The portrait study, the man looking up from under his toque hat, was never finished. The important parts were done, but I never fleshed it out.
My work life has been busy this year and I felt like I was falling behind in my art making. How can I have a another show if I don’t have any inventory? I decided unfinished is fine, actually. I should just make something. I rushed. In Sketch, I combined the incomplete portrait with a big blue square and some other bits to create a background.
I printed the image at 2 by 3 feet, as wide as my printer can go. I originally planned to mount the print on the birch painting panels I like so much, but at that size they get very expensive. I wasn’t feeling confident enough to throw $80 at a loosely baked idea, so I went with a pre-stretched canvas instead.
Now, I should know that most pre-stretched canvases are about an ⅛” shorter in length and height than the package claims. This allows for the canvas to fit into a standard frame without binding. This is not my first rodeo. The birch panels are precisely cut, dimensions are exact. They don’t have bulging folded canvas corners to worry about.
My printer requires a ⅛” border printing at full width when printing to canvas on a roll. I like the look, it creates a clean edge on a painting. When I glued my print to the canvas, I discovered my mistake. Two edges lined up perfectly. Two edges were mismatched, the canvas poking over the sides. I debated. Should I try to rip this all apart and start again?

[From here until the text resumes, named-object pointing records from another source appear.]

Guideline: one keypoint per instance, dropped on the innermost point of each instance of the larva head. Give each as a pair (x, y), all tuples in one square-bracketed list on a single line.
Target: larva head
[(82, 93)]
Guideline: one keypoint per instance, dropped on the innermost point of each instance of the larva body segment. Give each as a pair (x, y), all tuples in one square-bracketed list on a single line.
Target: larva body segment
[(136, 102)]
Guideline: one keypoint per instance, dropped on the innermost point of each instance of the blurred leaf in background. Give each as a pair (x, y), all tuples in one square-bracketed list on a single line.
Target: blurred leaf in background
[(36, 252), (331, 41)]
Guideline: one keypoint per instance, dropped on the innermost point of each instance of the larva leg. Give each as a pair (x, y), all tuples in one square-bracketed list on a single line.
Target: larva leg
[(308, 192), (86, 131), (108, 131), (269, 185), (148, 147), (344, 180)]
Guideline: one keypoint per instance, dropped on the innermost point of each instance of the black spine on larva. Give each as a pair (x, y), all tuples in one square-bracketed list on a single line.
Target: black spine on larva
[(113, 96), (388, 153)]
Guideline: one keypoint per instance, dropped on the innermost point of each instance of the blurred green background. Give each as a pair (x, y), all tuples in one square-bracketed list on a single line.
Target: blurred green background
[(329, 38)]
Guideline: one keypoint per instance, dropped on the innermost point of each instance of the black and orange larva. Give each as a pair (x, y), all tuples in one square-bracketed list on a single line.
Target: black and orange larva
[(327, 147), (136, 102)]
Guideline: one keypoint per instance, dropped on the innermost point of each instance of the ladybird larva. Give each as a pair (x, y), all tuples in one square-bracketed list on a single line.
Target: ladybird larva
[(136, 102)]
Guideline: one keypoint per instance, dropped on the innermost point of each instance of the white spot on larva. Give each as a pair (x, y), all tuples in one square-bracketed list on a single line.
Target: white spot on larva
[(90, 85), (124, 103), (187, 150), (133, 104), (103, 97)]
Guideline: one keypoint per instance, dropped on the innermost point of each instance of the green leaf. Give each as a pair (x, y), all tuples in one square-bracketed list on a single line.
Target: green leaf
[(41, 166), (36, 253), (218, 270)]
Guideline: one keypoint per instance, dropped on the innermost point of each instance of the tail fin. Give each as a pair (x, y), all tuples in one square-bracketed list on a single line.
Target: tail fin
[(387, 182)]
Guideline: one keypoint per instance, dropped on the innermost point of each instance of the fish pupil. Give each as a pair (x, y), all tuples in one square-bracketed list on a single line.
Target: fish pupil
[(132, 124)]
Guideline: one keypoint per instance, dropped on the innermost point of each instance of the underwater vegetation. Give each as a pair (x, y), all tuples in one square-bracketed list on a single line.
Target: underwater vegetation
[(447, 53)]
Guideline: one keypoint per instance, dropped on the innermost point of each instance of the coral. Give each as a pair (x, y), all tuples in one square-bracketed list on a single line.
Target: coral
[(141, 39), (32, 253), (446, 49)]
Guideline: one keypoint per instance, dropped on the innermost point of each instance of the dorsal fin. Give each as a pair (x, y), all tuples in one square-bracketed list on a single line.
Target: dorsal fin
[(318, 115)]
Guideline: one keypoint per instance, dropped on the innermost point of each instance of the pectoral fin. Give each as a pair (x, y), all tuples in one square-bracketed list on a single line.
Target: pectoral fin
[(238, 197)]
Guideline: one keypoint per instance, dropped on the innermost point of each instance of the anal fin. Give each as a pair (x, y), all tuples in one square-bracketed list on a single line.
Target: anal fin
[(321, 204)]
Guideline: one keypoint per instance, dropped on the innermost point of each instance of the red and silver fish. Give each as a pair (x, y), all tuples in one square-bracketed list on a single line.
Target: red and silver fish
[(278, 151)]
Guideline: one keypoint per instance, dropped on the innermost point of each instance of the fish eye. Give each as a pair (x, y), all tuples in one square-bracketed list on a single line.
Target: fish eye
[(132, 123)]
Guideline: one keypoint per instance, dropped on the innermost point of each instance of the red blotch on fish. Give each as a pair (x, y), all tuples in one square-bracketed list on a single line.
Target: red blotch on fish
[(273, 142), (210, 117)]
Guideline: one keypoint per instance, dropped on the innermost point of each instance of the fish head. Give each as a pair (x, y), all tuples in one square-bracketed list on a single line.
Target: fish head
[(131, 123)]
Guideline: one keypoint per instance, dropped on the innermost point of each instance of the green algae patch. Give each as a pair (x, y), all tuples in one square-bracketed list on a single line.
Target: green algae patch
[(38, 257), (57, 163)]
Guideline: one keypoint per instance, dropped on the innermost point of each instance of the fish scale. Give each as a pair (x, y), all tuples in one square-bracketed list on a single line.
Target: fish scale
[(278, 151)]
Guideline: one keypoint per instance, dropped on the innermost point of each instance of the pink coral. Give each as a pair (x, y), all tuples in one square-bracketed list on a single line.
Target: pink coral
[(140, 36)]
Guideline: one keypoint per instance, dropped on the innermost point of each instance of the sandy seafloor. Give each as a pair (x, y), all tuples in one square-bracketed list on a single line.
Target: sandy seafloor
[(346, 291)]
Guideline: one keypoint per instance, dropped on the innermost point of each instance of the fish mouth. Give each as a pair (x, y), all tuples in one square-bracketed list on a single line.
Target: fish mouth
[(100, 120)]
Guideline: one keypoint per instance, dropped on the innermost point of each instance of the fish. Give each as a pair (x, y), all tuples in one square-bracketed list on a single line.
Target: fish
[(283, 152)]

I tried trimming the canvas to fit, using a handy little pizza-cutter style wheel-knife. But the print wasn’t centered, so now I had two edges of white border, and two edges without. Amateurish.

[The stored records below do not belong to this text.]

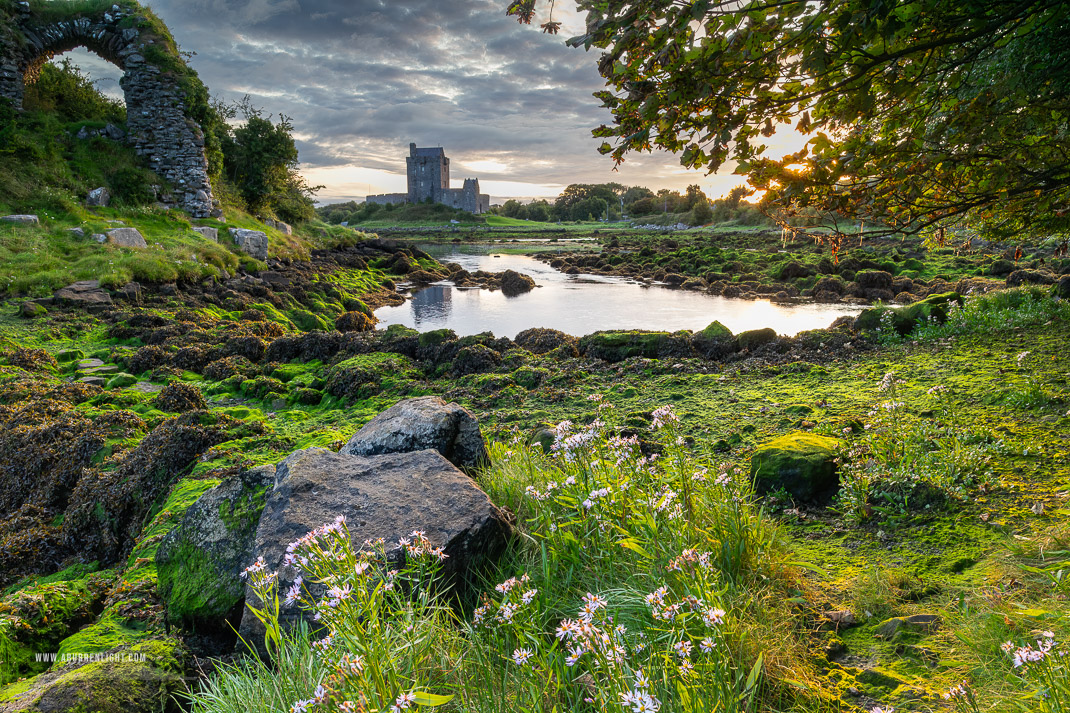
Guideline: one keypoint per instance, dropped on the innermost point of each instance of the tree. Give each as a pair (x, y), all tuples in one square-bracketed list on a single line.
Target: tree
[(261, 162), (921, 115)]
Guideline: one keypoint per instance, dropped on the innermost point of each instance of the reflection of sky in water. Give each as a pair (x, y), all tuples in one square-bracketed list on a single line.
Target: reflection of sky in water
[(582, 304)]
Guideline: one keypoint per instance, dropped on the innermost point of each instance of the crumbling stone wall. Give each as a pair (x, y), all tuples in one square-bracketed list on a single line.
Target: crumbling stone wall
[(156, 120)]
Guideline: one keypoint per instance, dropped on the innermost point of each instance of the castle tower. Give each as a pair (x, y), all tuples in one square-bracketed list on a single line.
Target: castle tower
[(427, 173)]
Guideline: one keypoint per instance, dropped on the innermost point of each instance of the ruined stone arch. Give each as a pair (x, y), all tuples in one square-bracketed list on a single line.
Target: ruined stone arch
[(157, 121)]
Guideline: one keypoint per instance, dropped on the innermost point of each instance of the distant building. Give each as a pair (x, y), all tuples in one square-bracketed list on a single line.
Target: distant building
[(428, 177)]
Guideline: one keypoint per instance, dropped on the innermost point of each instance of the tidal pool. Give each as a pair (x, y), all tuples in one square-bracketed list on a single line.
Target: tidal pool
[(581, 304)]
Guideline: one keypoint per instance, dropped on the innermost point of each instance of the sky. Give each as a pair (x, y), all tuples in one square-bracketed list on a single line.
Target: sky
[(360, 79)]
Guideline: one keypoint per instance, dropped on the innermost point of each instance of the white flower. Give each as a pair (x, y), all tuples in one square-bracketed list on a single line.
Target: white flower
[(521, 656)]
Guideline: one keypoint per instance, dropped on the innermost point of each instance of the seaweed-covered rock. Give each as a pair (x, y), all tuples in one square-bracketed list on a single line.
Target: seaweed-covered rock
[(539, 340), (355, 321), (801, 464), (362, 376), (31, 309), (617, 346), (147, 359), (416, 424), (753, 338), (475, 359), (200, 560), (715, 342), (383, 496), (515, 283), (1061, 288), (1020, 277), (179, 397), (874, 279)]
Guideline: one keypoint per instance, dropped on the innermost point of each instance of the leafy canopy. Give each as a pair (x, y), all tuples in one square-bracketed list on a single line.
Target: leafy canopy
[(921, 115)]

I considered priming over the whole thing and starting over. I considered chucking the whole assembly into the trash. However I just rethought the painting I was going to make. I decided on a large dot-pattern laid over the canvas in such a way that on the two troublesome edges, half a dot would cover the white border.

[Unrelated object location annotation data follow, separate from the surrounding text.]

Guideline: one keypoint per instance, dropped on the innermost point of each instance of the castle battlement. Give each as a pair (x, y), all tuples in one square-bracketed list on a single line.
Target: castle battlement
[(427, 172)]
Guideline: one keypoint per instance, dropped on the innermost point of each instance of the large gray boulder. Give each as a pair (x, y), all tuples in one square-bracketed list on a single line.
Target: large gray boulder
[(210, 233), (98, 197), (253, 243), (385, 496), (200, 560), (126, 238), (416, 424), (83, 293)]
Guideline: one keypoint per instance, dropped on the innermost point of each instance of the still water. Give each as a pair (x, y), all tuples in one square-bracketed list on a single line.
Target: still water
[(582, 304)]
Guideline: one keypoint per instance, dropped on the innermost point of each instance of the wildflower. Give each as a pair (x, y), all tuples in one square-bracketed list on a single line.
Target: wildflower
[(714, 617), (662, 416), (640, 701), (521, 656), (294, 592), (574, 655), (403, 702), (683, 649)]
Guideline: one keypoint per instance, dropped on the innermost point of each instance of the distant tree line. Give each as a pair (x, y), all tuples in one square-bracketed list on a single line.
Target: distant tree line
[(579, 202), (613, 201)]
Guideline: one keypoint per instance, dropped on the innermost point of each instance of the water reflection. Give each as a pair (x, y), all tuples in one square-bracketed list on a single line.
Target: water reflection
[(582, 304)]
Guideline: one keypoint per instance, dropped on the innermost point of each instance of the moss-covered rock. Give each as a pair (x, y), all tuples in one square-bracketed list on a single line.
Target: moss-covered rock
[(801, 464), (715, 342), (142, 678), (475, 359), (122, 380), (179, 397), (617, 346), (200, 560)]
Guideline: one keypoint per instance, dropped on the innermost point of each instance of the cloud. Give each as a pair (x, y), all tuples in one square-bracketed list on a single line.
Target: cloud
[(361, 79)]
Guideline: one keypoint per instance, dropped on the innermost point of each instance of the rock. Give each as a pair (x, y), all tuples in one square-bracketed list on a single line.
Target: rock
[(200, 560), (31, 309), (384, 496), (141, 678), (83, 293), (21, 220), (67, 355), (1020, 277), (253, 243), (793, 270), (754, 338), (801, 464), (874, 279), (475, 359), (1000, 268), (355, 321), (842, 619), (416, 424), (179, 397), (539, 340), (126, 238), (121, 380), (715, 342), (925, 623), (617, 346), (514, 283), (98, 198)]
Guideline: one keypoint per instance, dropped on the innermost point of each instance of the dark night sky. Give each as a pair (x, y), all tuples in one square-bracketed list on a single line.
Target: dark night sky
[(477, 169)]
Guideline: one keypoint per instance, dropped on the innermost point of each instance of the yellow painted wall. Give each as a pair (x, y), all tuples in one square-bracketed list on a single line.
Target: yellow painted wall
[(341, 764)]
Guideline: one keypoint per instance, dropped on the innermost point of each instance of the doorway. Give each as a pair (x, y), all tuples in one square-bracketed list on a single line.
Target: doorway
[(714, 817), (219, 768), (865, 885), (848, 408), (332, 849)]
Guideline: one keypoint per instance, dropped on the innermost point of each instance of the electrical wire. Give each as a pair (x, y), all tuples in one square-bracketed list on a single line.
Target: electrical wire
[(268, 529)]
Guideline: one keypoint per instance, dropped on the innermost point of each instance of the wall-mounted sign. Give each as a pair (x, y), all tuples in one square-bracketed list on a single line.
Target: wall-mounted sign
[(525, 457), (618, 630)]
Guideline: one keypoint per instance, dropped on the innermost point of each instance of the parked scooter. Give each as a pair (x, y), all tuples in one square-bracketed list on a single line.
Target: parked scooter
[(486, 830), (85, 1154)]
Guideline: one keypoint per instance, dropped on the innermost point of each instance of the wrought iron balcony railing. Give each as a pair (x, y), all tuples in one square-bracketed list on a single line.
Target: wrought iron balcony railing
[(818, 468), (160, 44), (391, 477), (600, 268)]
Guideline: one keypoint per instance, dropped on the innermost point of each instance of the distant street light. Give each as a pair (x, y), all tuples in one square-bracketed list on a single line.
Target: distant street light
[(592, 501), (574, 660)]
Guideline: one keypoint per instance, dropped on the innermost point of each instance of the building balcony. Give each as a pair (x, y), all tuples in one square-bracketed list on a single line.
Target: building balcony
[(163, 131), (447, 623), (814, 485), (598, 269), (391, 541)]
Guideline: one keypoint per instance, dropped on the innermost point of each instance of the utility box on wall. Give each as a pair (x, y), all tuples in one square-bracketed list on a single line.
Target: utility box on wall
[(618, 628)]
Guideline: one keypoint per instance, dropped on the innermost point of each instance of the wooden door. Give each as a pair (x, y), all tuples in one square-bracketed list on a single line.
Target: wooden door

I laid all of this out with a ruler and the cardboard ring from an old spool of painter’s tape. These have exactly a 3” interior diameter. With a lot of painter’s tape and patience I had a nice grid of big 3” dots.
In process, cutting out my circles.
But I rushed.
Typically when I’m painting on printed canvas, I prepare the surface by troweling a thin layer of matte acrylic medium over the entire surface. This protects from abrasions and water damage. It also ensures that painter’s tape releases cleanly. I failed to do this.
Layers of blue-grey and white.
I filled in the dots with layers of dark navy blue-grey and then layers of broken white on top. When the paint was dry and it was a time to remove the tape, in many places the ink film lifted off the canvas and came off with the tape - but only within the circles.
See where the ink film has lifted off the canvas.
I carefully cut the paint / ink film free where I could and then glued it back together with acrylic medium. Luckily for me, the distressed surfaces worked really well with the paint texture I was layering on top. Serendipity.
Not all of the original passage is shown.